The winds have shifted from south to north and the temperature has gone from unbearably hot to unpredictably mild. The leaves on my October Glory maple got stuck in that half-red, half-green phase that is so brief, streaked with the colors of Christmas I remember from my childhood, remarkable in its natural vividness. In Spanish-speaking coffee lands, this is called “pintón,” when the coffee cherries are ripening on the thin, resilient limbs of their mother tree, reddening from the woody attachment but still green at the tip; coffee that tastes less sweet than the fully ripe, “maduro” coffee we’ve grown to love, the coffee that has completed its chrysalis.
Life is always in flux, and fragile. Our best laid plans shift slowly, and suddenly. Ideas become stubborn and then break like a green stick, or they evolve as our cells rearrange and turn our hair an elderly grey. I think back about the big changes in my life, and none of them happened like I thought they would. The idea that my dad would die and my cat would die seemed as unrealistic as the idea that I could die. I think about my temptation to change the name of the DoubleShot, when the pervasive lawyers for Starbucks threatened, compromised with the demand that I put a space between Double(and)Shot, and I resisted. I refused. And in that case it’s the space that doesn’t exist that indicates that the DoubleShot name inherently stands for justice and right and standing up for what we believe in. But we change. It has always been our mission to source and serve the best coffee that we know how, to as many people as we can. And that means amending our methods, altering the product, shifting our mindset about what excellent coffee means (but not deviating from our purpose). After all, it’s change that takes coffee from a seed planted in the tropical mountain soil, transformed through the flames of my roaster, and extracted by the worlds wealthiest solvent.

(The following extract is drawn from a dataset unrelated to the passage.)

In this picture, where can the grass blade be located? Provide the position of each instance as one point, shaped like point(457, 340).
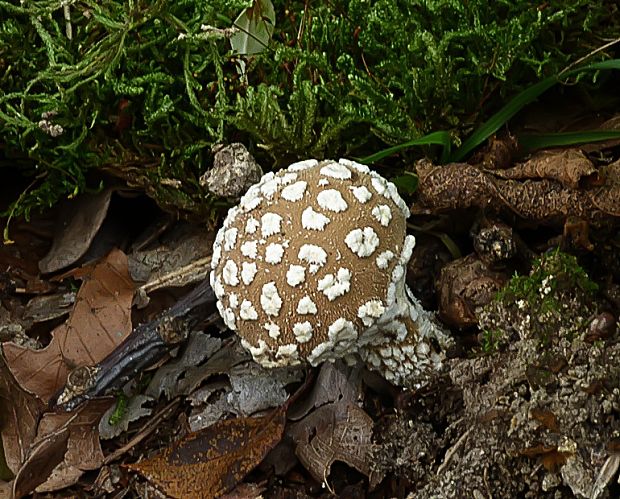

The biggest change for the DoubleShot that happened over the course of the last few years culminated with the completion of The Rookery. We moved overnight in March from our strip on Boston, leaving the cold cinder block walls that were only warmed by the people within. The intimacy and life felt over our evolutionary first fifteen years was not contained in that concrete space, the big glass windows that crashed so quickly one day, the black stenciled animal heads spray painted on white, nor the old brick of the original strip where so many memories were made and lost. Our home changed dramatically one day, this Hite barn rebuilt between city towers, redesigned with clean lines and warm wood that reflects our commitment to structure, strictness, and hospitality. Any move is risky, and this project is no exception. With the calculation ingrained in my accounting-filled brain, we risked moving a couple blocks west from Boston to Boulder, from 18th to 17th, from strip mall to this iconic stand-alone structure designed practically and purposefully to enhance your coffee and community.
I had whisky with my friend, a priest in the Catholic Church, and we talked about the transubstantiation that he believes occurs in the wine and the wafer upon being blessed in the cathedral. In my skepticism we debated what that substantive transformation really is, and he explained to me that they believe the spirit of God becomes entwined within the molecular structure of the blessed sacrament, in essence making the communion a consumption of the Holy Ghost. And I believe the same has occurred at The Rookery; the spirit of so many souls have blessed this structure, transforming it from the barn that once held dairy cows and lofts of hay into The DoubleShot, a loving, loved, foundational home for our community. I know this because the night before we opened, on March 4, after a couple years of construction, of cranes and welds, of hammering and sawing, painting, and installation, I stood in this building and looked around, all alone, and my heart sank. My heart sank because all I saw was an empty building as cold as the one we’d just left. A church without a congregation. A wafer without the Spirit. And it wasn’t until the morning of March 5, on the DoubleShot’s fifteenth birthday, when people filled The Rookery and the structure was baptized with the ethos that sprouted from a coffee seed and grew into the tribe of outstanding individuals who really are the DNA of the DoubleShot. And my soul was renewed.
So at this time of Thanksgiving, I want to send this special sentiment of gratitude to you. Thank you for embracing the change. Thank you for trusting us to make healthy, quality decisions that we believe will improve our product, your experience, and the lives of so many people. The changes of the past several months have been huge, but we continue to find new ways to do better, and we will always steer in that direction. Thank you for supporting us as we all take this amazing journey through life together.
Have a safe and enjoyable Thanksgiving.